Both Trump’s and Biden’s cognitive abilities have received extensive public scrutiny in an election initially involving two men of retirement age, though concerns about Biden’s mental competence have faded since he announced he wouldn’t be seeking re-election.
Trump has often stated that he’s taken and passed an unspecified cognitive test. Last week, speaking to the National Association of Black Journalists, he said, “I want anybody running for president to take an aptitude test, to take a cognitive test. I think it’s a great idea. And I took two of them, and I aced them.” The Trump campaign did not respond to a request for comment on this story.
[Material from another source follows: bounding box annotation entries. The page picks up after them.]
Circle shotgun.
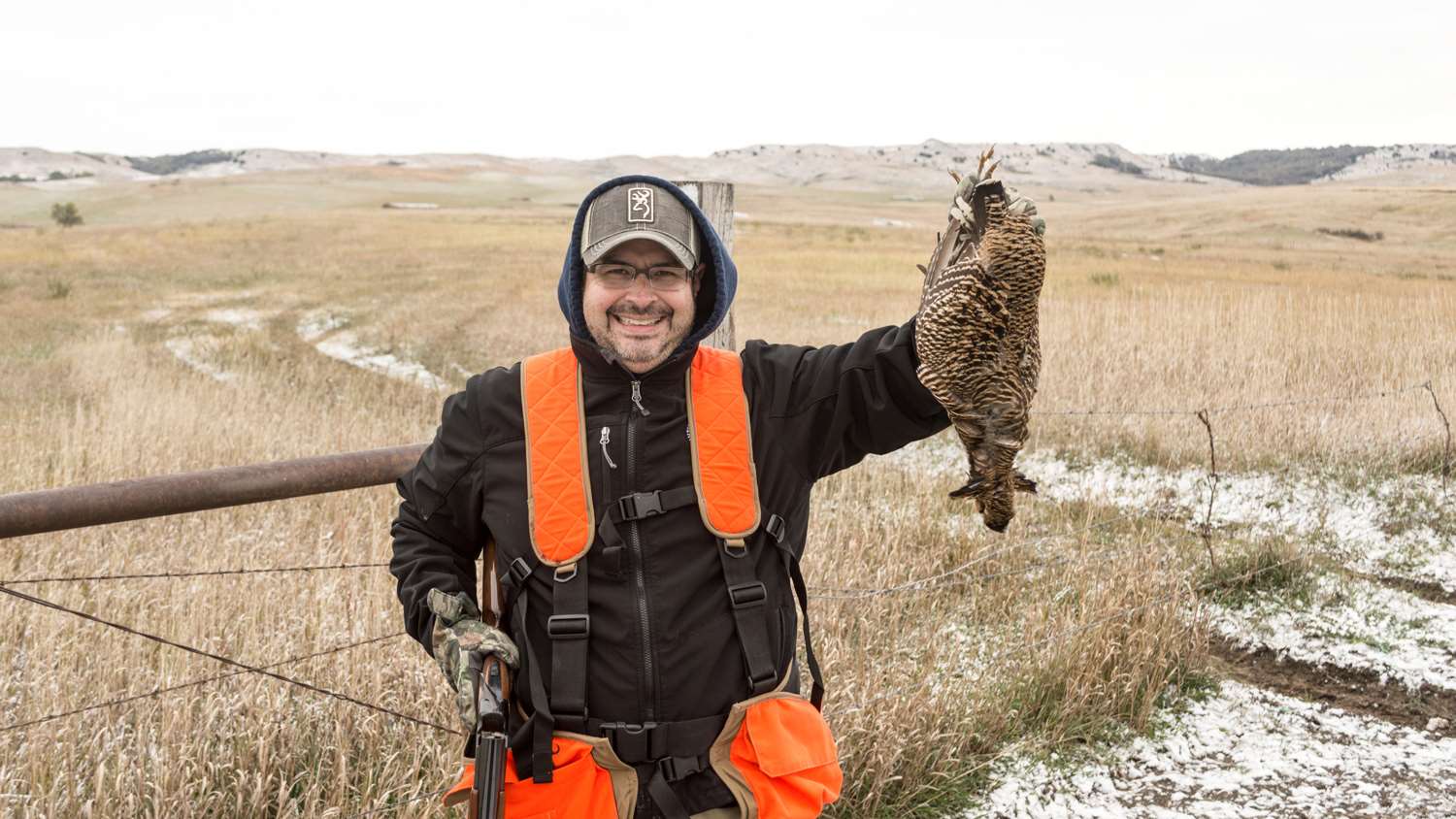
[469,655,509,819]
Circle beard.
[587,304,692,368]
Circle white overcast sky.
[0,0,1456,158]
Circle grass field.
[0,169,1456,818]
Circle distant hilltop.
[0,140,1456,190]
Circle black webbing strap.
[718,540,779,696]
[500,556,541,614]
[646,769,689,819]
[780,545,824,710]
[585,714,728,781]
[512,595,556,784]
[546,559,591,726]
[609,486,698,522]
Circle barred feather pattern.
[916,170,1047,531]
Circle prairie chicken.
[916,149,1047,533]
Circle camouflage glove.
[951,163,1047,236]
[427,589,520,734]
[1007,194,1047,236]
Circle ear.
[693,262,708,298]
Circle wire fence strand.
[0,562,389,586]
[0,586,463,737]
[0,632,405,734]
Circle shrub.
[51,202,83,227]
[1092,154,1143,176]
[127,149,238,176]
[1168,146,1374,184]
[1316,227,1385,242]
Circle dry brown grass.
[0,175,1456,818]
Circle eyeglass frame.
[587,262,704,292]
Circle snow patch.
[1208,576,1456,691]
[294,310,446,390]
[964,682,1456,819]
[203,307,270,330]
[165,338,238,382]
[887,440,1456,592]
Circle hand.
[951,172,1047,236]
[427,589,520,734]
[1007,187,1047,236]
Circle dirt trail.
[1210,640,1456,735]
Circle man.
[390,176,948,819]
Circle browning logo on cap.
[581,181,702,268]
[628,187,657,222]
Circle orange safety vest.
[446,346,844,819]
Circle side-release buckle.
[763,515,785,542]
[617,489,663,521]
[546,614,591,640]
[657,757,704,783]
[728,583,769,609]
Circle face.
[581,239,704,373]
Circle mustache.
[608,306,673,318]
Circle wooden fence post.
[673,180,739,350]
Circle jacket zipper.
[628,381,657,722]
[632,381,652,417]
[602,426,617,471]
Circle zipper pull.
[632,381,652,417]
[602,426,617,469]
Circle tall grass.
[0,175,1456,818]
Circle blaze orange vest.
[445,346,842,819]
[521,346,760,566]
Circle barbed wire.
[335,787,450,819]
[1031,379,1429,416]
[0,586,463,737]
[810,512,1135,600]
[0,632,405,734]
[809,512,1133,595]
[0,560,389,586]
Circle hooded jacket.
[390,176,949,815]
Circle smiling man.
[390,176,948,819]
[581,184,705,373]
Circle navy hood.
[556,175,739,358]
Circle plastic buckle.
[602,723,657,739]
[507,557,532,585]
[748,670,779,694]
[763,515,785,542]
[546,614,591,640]
[728,583,769,609]
[600,723,657,764]
[617,490,663,521]
[657,757,704,783]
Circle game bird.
[916,148,1047,533]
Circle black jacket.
[390,321,948,723]
[390,176,949,815]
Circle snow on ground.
[166,336,238,381]
[296,310,446,390]
[966,682,1456,819]
[1208,576,1456,691]
[203,307,273,330]
[888,440,1456,592]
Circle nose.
[622,272,657,304]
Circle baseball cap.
[581,181,699,268]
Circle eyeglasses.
[588,262,690,291]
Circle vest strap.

Questions about Trump’s memory are typically raised when he makes a glaring verbal slip, such as mistaking names. Among the most publicized examples in recent months were when the 78-year-old confused former president Obama and Biden, and spoke about Nikki Haley when he meant to refer to Nancy Pelosi. Yet for all the attention they drew, experts in aging and cognition said those errors were relatively insignificant.
“Everyone to some degree has some level of mixing up of names,” said Ben Michaelis, a clinical psychologist who has carried out cognitive assessments for the New York Supreme Court. “It’s a bit of a red herring.” Zenzi Griffin, a psychology professor at the University of Texas at Austin agreed, noting the phonetic similarities between “Nikki Haley” and “Nancy Pelosi” (both names start with “N” and both their first and last names end with an “ee” sound.) “That level of similarity really makes it an easy error to make,” she said.